I LOve LOVe LOVE having a boyfriend that i actually feel like he’ll never play me, that makes me feel safe,that makes me feel like he respects my boundaries and won’t try to rush things. He’s the first person i dated that i want to last a VEry VERy VERY long time.
I want to spend all my time with one person. I want to spend my day with him today, tomorrow, and the next. There’s 75 days left before the world ends and i want to give them all to you. And its only been one offical day. I’m soo smitten 10/06/12
Who do i pick!? Guy #1 is funny, cute, and i already put in alot of my time in me and him. But boy #2 is sweet, kind, strong, responsible, and treats me like a princess. I think the obvious choice is boy#2 but i just can’t let boy#1 go he will always be my #1 but i know #2 is better. I don’t know what to do?!

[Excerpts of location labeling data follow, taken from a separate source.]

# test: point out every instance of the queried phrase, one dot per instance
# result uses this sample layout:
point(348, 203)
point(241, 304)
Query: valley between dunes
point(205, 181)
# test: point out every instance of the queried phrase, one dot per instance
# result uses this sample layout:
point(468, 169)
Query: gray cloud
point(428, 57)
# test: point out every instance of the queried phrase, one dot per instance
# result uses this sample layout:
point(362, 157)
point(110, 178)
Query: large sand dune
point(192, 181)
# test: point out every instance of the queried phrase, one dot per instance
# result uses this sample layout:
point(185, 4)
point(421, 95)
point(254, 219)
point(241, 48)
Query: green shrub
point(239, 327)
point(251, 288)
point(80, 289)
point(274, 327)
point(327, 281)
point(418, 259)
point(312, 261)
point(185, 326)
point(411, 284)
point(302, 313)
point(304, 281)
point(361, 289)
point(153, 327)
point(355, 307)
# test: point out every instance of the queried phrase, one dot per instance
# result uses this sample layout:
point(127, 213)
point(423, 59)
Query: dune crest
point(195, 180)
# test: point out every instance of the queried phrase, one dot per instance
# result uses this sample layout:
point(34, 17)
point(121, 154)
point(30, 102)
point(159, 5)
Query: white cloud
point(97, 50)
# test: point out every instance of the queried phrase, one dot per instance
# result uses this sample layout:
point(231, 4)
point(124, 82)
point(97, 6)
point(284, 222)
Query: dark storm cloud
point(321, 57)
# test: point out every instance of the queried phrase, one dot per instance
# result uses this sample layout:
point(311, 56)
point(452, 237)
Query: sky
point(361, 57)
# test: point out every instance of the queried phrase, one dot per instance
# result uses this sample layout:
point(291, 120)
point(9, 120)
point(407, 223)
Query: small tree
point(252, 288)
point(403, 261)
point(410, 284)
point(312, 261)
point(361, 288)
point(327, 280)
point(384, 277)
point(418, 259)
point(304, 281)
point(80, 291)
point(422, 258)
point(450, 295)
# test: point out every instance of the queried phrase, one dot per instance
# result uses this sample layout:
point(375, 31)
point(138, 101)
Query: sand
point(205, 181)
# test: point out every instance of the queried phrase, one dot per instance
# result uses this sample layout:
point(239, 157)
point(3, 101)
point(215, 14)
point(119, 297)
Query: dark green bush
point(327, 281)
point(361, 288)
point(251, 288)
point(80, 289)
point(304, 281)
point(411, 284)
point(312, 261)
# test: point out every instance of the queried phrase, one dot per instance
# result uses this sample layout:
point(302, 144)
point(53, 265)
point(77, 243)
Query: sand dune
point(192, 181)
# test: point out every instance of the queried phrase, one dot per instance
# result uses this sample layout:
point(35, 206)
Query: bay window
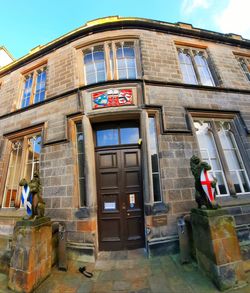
point(195, 66)
point(112, 60)
point(218, 147)
point(24, 161)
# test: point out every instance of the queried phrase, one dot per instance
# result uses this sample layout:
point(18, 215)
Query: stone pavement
point(129, 271)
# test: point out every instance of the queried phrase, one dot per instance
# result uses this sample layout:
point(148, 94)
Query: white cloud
point(188, 6)
point(235, 18)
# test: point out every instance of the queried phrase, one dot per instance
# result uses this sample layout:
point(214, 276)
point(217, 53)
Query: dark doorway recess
point(120, 202)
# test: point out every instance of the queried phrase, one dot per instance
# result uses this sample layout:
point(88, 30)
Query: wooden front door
point(120, 202)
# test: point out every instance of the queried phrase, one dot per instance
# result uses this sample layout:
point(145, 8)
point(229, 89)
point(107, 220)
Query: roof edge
point(117, 22)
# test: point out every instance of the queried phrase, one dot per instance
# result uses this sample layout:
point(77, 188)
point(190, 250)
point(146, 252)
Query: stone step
point(5, 262)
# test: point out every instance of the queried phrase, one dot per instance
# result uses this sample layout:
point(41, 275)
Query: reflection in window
point(154, 159)
point(33, 156)
point(111, 60)
point(233, 158)
point(187, 67)
point(126, 62)
point(210, 155)
point(121, 134)
point(129, 135)
point(81, 165)
point(107, 137)
point(23, 163)
point(40, 86)
point(27, 91)
point(95, 68)
point(245, 66)
point(203, 69)
point(34, 87)
point(194, 67)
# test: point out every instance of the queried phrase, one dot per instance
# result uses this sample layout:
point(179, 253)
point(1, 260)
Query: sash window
point(196, 67)
point(112, 60)
point(219, 149)
point(24, 161)
point(34, 87)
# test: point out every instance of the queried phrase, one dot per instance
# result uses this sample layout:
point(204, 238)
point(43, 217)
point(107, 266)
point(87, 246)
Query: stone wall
point(176, 146)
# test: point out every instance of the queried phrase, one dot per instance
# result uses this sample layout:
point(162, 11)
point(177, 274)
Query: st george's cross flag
point(26, 201)
point(206, 183)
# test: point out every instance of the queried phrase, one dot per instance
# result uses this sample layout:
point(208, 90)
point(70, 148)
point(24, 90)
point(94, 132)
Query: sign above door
point(112, 98)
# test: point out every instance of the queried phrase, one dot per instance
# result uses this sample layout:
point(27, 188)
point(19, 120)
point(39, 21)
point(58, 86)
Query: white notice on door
point(132, 198)
point(109, 206)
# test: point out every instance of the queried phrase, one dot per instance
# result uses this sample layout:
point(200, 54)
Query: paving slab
point(129, 272)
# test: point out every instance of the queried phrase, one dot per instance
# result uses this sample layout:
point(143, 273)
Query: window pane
point(126, 61)
point(107, 137)
point(154, 159)
point(94, 63)
point(13, 176)
point(40, 87)
point(233, 157)
point(129, 135)
point(210, 155)
point(156, 186)
point(244, 67)
point(27, 91)
point(81, 164)
point(187, 68)
point(34, 151)
point(204, 71)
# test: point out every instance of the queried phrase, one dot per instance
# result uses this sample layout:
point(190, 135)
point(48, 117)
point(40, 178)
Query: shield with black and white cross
point(206, 183)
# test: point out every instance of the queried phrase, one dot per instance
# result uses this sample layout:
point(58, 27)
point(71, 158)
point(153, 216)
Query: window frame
point(211, 69)
point(82, 197)
point(35, 73)
point(246, 60)
point(110, 75)
point(156, 126)
point(233, 119)
point(9, 140)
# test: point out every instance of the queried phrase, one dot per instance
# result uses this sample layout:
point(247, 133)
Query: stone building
point(110, 115)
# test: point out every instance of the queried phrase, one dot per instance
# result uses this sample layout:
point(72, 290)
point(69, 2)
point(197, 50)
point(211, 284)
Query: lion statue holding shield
point(204, 184)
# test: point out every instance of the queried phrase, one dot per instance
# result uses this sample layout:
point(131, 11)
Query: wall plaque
point(112, 98)
point(160, 220)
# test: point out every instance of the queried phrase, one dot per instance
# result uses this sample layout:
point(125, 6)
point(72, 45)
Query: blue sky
point(25, 24)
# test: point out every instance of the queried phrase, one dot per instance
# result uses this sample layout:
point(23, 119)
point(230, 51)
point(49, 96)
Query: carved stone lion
point(200, 196)
point(38, 205)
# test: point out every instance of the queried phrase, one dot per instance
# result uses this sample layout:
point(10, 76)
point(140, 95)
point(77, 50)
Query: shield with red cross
point(206, 183)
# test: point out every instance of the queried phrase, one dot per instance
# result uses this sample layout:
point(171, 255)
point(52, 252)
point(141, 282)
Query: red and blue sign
point(112, 98)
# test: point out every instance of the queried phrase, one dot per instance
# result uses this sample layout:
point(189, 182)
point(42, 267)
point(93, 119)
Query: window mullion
point(223, 160)
point(240, 146)
point(33, 87)
point(195, 67)
point(107, 57)
point(115, 61)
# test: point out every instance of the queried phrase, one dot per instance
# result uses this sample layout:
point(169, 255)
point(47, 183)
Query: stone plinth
point(31, 254)
point(217, 247)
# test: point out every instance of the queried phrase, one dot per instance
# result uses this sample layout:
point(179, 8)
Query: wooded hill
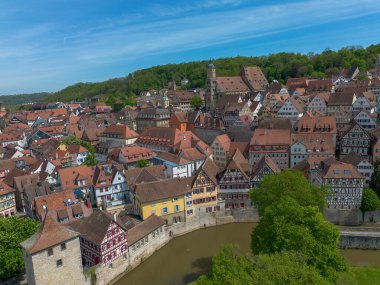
point(279, 66)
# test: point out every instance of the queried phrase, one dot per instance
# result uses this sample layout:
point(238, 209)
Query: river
point(186, 257)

I finally got my tumblr to work again! I’m so excited to vent about my life to whoever cares to listen.
I broke it off with him finally.i told him ” we’ve been talking for so long and not moving forward that i stopped thinking we will. i don’t see you and me as an us and i don’t see a point to this anymore” he said ‘i want there to be a point to us i’ and blah blah but he didn’t want to move forward until he realized i wasn’t waiting another minute for him. I have dropped so many good guys waiting for him to make us official. The truth is i would ditch any other guy for him but someone new has come into the picture and i’m not rejecting another good guy for a boy who will never take the next step.
So he came back to my house today and when he was leaving he wanted that perfect goodbye kiss. He looks into my eyes and goes for it. This would of been that perfect fairytale ending, but the whole time i was thinking…i didn’t brush my teeth.